India’s Shrimp Exports: Coping with US Tariffs

India’s agri-exports to the United States amounted to USD 5.9 billion in Financial Year 2024-25 (FY25), of which the largest commodity is shrimp, valued at USD 2.4 billion. Until April 2025, the effective tariff on shrimp stood at 8.26 percent including 5.77 percent counter-vailing duty and 2.49 percent of anti-dumping duty. The subsequent hike raising the effective duty to 58.26 percent in August—has dealt a severe blow to India’s shrimp sector, underscoring the risks of excessive reliance (~48 percent) on a single market. Competitiveness has eroded sharply in the export market, and field evidence shows that farm-gate prices have already fallen by 8-10 percent for farmers operating within a capital-intensive production system. The pressure is expected to intensify further in the next season if the punitive tariff imposed by the United States is not withdrawn.

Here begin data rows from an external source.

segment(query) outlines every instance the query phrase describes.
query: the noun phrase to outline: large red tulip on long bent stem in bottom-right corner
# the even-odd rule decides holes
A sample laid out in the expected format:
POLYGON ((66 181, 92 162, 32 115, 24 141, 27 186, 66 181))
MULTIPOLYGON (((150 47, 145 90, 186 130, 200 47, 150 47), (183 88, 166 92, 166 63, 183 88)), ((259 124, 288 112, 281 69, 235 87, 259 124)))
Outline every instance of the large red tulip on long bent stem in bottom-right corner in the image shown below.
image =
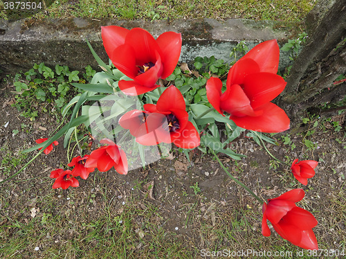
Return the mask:
POLYGON ((304 190, 294 189, 277 198, 268 199, 268 204, 264 203, 262 207, 262 235, 271 235, 266 222, 269 220, 275 231, 292 244, 304 249, 318 249, 316 236, 312 231, 317 220, 309 211, 295 205, 304 195, 304 190))

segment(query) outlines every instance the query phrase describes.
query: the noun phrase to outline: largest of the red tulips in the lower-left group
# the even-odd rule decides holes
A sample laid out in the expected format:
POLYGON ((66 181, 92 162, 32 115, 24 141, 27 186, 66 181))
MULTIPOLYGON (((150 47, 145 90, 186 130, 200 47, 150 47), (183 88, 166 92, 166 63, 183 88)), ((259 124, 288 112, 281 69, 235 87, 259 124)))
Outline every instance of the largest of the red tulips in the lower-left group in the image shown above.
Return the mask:
POLYGON ((120 150, 118 145, 110 139, 102 139, 100 143, 107 145, 93 150, 86 159, 84 167, 98 168, 100 172, 106 172, 114 167, 120 175, 126 175, 128 166, 124 150, 120 150))

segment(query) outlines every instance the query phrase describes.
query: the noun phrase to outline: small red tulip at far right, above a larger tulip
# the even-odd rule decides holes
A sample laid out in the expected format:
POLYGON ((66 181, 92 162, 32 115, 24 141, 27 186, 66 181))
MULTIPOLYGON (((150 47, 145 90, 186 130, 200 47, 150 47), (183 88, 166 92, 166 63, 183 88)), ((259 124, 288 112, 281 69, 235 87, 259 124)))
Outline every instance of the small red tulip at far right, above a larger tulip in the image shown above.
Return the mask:
POLYGON ((303 160, 298 162, 298 159, 295 159, 292 163, 291 170, 295 179, 300 181, 304 186, 307 185, 307 179, 315 175, 315 168, 318 164, 318 161, 313 160, 303 160))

In this context, this policy brief evaluates the implications of the US tariff shock across the entire value chain of shrimps and how to cope up with this enhanced tariff by the US. Our analysis highlights the urgent need for a coping strategy encompassing safety net for farmers and processors, as well as a diversification strategy for exporters. Such a strategy must examine trade competitiveness with major exporters, demand patterns in major importing countries, and both tariff and non-tariff barriers in key markets.

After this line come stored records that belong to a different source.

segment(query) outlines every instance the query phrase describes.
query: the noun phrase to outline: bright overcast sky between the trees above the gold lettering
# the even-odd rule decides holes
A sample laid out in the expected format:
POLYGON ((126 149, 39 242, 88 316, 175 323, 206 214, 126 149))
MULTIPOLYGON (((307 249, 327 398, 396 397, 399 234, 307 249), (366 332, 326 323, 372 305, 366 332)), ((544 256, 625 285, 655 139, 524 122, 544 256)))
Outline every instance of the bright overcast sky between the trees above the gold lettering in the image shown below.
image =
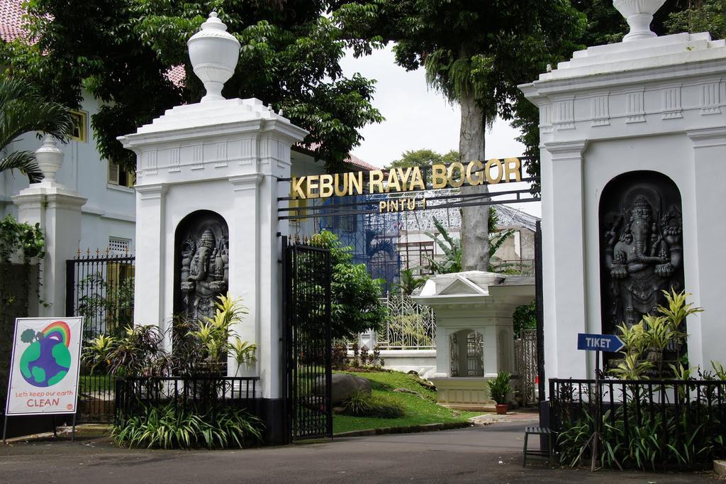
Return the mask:
MULTIPOLYGON (((428 148, 446 153, 459 149, 459 106, 449 104, 441 93, 426 86, 423 69, 406 72, 400 68, 390 46, 359 59, 347 55, 340 65, 346 76, 359 72, 378 81, 373 105, 386 118, 361 130, 364 140, 353 150, 358 158, 384 166, 407 150, 428 148)), ((485 158, 521 156, 523 146, 515 140, 518 135, 508 123, 495 122, 486 133, 485 158)), ((539 203, 518 206, 540 216, 539 203)))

The findings call for a four-pronged coping strategy. First, in the short run, value-chain financing through concessional working capital loan for exporters, freight subsidies, interest free loans for farmers, and wage compensation schemes for workers will reduce risks and ensure liquidity across the shrimp value chain. Alongside this, trade negotiations with the US are needed to at least reduce the additional 25 percent penalty tariff. Second, for medium and long-run, our trade indicators show that export market diversification should prioritize China, Japan, South Korea, European Union countries, and Russia supported by tariff negotiations, trade agreements, and compliance facilitation. Third, we need product diversification, which must move beyond bulk peeled shrimp to higher-value segments such as ready-to-cook, breaded, and seasoned formats, underpinned by certifications in sustainability, biosecurity, and traceability. Fourth, domestic market development should create an internal demand buffer by positioning shrimp as a nutritious protein source in supermarkets, e-commerce platforms, and the HoReCa segment.